À Mongabay, a pasta confirma que o plano é mesmo asfaltar os 121 km que cortam a reserva. Por outro lado, o ministério garantiu que seguirá “todo o rito legal, incluindo a participação das comunidades indígenas”.
Outros envolvidos no impasse não quiseram comentar – como no caso da Secretaria de Infraestrutura de Mato Grosso e das prefeituras de Alto Boa Vista, Bom Jesus do Araguaia e São Félix do Araguaia, municípios que abrigam a terra indígena.
Acordos desfeitos e uma promessa de guerra
A luta dos Xavante pelas suas terras está intimamente ligada à BR-158. A rodovia simboliza um trauma causado durante a ditadura: em 1966, cerca de 400 membros da etnia foram colocados em aviões militares e expulsos de seu território. A área foi esvaziada justamente para a abertura da BR-158.
“A rodovia faz parte da história dos Xavante e da luta para retomarem seu território”, diz o procurador da República Wilson Rocha Assis. Ele atuou no Ministério Público Federal em Barra do Garças (MT), onde trabalhou pela reparação às violações contra a etnia.
O procurador também participou da elaboração do trajeto alternativo da BR-158. Para ele, a insistência no traçado original é um “equívoco”. “O contorno leste seria um ganho para todos, porque diminuiria as ameaças sobre Marãiwatsédé enquanto integraria municípios que estavam de fora, como Serra Nova Dourada (MT), fortalecendo a economia local”, diz Assis, que atua hoje em Goiás.
O ministro de Infraestrutura, Tarcísio Gomes, discorda.
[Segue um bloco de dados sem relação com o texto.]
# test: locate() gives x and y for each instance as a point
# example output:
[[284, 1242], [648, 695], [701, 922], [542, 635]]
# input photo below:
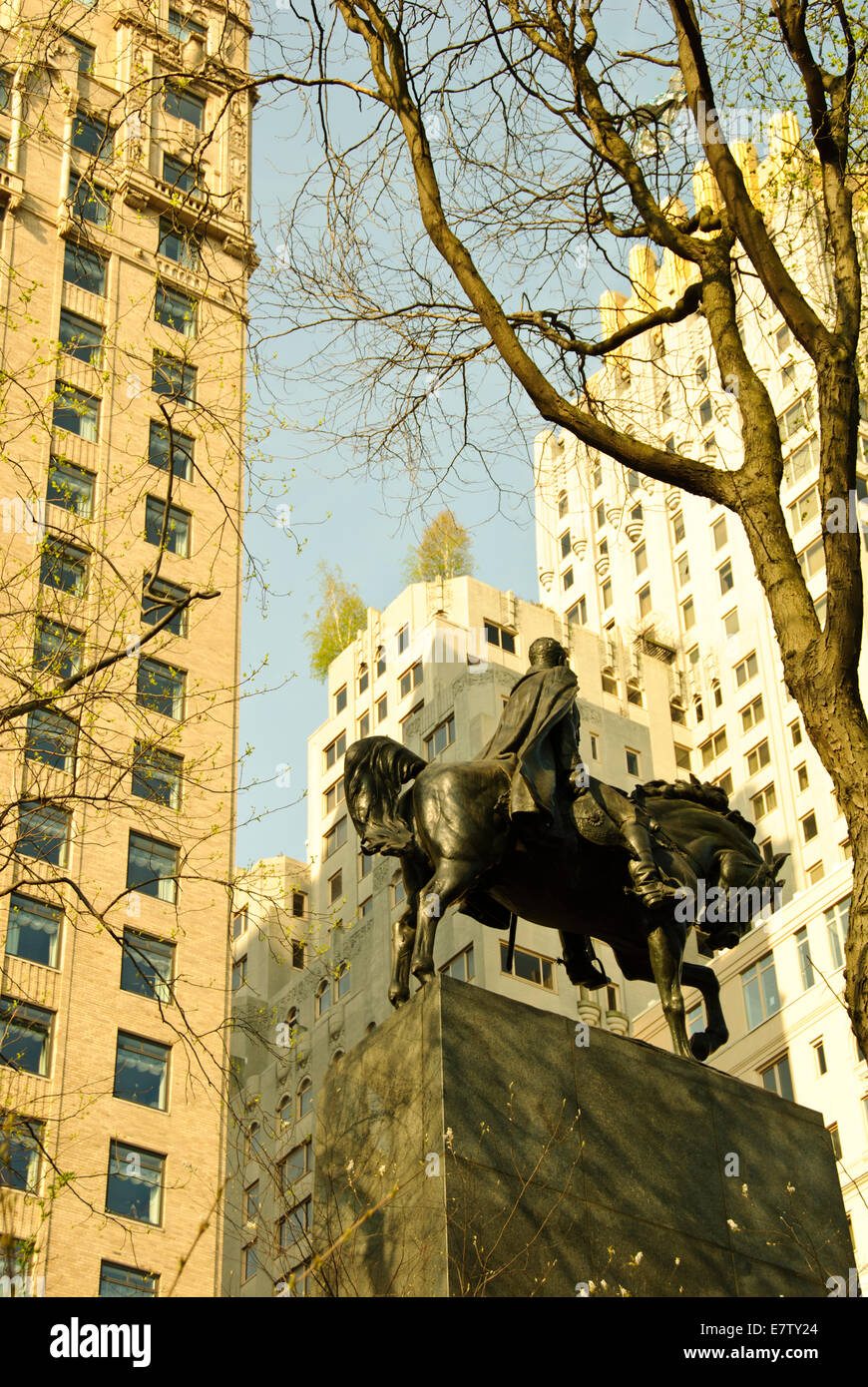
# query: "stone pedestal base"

Para ele, a manutenção do traçado em plena terra indígena é, acima de tudo, uma questão econômica.
Em junho de 2019, ele discutiu o impasse com o diretor-geral do DNIT, Antônio Leite dos Santos Filho, e com políticos mato grossenses alinhados ao agronegócio – como o governador Mauro Mendes (DEM), o deputado federal Neri Gueller (PP) e o ruralista Carlos Fávaro (PSD).
Na ocasião, Gomes explicou que o plano é substituir as pontes de madeira dentro da reserva por estruturas de concreto, além de concluir a pavimentação dos 121 km que atravessam Marãiwatsédé. “Nós vamos enfrentar o que for preciso, mas a BR-158 será pelo traçado original, que tem mais racionalidade econômica… É por isso que nós vamos brigar. Enfrentar é conosco”, disse o ministro.
A briga pode acontecer de modo literal. Não faltam avisos, pois os Xavante estão dispostos às últimas consequências caso o desvio não saia do papel: “que fique claro que a nossa decisão é a de destruição das pontes que cortam o nosso território. Sabemos que essa ação irá causar conflitos, mas é a única alternativa que nos resta”, disseram os indígenas em uma carta enviada ao DNIT ainda em 2018.
Um dos filhos do cacique Damião, Cosmo, também criticou o legado da rodovia na reserva. “Eu, como indígena, que vivo no dia a dia com a minha comunidade, digo que a nossa situação é precária. Essa estrada está sendo utilizada sem dono da terra… Estão atendendo só a pessoas que têm interesse econômico”, disse ele em uma audiência pública no Congresso. À época, parlamentares insistiam na controversa pavimentação.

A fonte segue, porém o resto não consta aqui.